April is a prominent member of the Lavineas fandom. And so, secretly, is Marcus! He's her long-term fandom friend and beta! And he writes his own fan fiction! About his co-stars (though of course not the explicit kind, that would be crossing a line)! The rest of the set-up you can glean from the official book summary, but I will also add that on their first date, April mentions to Marcus—at this point she knows him only as an actor, not her fandom friend—that she writes explicit fan fic about his character (including a prostitute/client modern AU).
If none of the preceding paragraphs bother you, then bless you my friend. Go with God, or the spiritual being of your choice, and enjoy! No judgement (I mean that sincerely).
If, however, some of what I’ve described here makes your skeleton want to exit your body and flee down the street, come sit by me.
I spent 15+ years in fandom, from Geocities websites and Yahoo message boards to Livejournal and Tumblr, from FF.net to AO3. And let me tell you, the idea of an actor or creator secretly participating in fandom, including reading and writing fic, gives me a visceral, primal reaction. Like humankind's evolutionary fear of spiders and heights. THE FOURTH WALL IS SACRED. But I was morbidly curious, and I thought I’d give the book a try despite my reservations.

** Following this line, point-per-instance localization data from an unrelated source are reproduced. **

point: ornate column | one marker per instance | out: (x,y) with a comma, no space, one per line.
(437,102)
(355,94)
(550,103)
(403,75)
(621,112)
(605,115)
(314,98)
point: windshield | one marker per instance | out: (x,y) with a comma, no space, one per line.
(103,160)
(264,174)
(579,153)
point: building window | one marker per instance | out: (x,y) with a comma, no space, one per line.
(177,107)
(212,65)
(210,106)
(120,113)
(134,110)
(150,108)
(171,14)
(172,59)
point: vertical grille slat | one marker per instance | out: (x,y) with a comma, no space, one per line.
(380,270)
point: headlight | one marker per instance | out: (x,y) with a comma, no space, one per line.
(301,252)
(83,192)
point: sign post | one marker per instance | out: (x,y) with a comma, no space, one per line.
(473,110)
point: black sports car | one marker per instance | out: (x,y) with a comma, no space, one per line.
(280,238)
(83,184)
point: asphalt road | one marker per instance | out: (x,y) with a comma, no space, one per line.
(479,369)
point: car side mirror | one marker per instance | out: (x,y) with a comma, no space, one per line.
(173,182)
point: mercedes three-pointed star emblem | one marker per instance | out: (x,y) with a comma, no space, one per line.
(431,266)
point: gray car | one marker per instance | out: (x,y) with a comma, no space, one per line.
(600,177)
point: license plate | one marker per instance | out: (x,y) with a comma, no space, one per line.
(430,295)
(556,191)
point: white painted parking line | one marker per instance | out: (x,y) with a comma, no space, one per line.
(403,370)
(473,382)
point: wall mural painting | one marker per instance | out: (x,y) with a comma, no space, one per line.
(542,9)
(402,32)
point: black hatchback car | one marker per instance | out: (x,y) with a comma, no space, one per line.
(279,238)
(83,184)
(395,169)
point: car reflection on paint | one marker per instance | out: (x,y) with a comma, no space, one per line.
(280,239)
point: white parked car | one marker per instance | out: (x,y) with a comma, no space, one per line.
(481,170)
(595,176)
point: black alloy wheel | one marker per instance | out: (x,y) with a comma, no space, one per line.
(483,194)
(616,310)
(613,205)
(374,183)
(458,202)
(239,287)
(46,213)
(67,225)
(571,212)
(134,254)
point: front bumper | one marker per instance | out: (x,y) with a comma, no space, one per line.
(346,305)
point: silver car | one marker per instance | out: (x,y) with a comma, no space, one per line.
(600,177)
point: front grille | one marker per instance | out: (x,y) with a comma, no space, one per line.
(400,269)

This book would have been exponentially more palatable if:
a) It had been about a fan/fan relationship, instead of actor/fan. Like Shop Around the Corner slash You’ve Got Mail-style.
b) If it was going to be actor/fan, at least make it a made-up fandom, instead of a thinly-veiled analog (not even thinly-veiled; Dade thanks the “Braime fandom” in her acknowledgements). The reason I gave so much extra detail earlier on, is because (for me at least), this being basically Game of Thrones actor RPF makes it so much more cringe than just the basic plot summary indicated. And even if you don’t find it cringe, it’s… lazy? This book is about the fandom experience, and you just hit find and replace on an existing fandom. ‘Kay. I guess it’s supposed to be clever and wink-wink, but… nah.
Even beyond the concept, the miscommunications in this were a bug (note: there is a difference between “miscommunication because you are slow-burn dummies” and “miscommunication because you are keeping secrets and/or jumping to conclusions and punishing your love interest for your assumptions”). These people are pushing forty and they do not act like it. TALK. TO. EACH. OTHER. Also, maybe don’t take cues from GRRM when it comes to describing vaginas (Earthy??? See it's appropriate. Because April's a geologist).
On a positive note, this book includes people getting horny in a museum.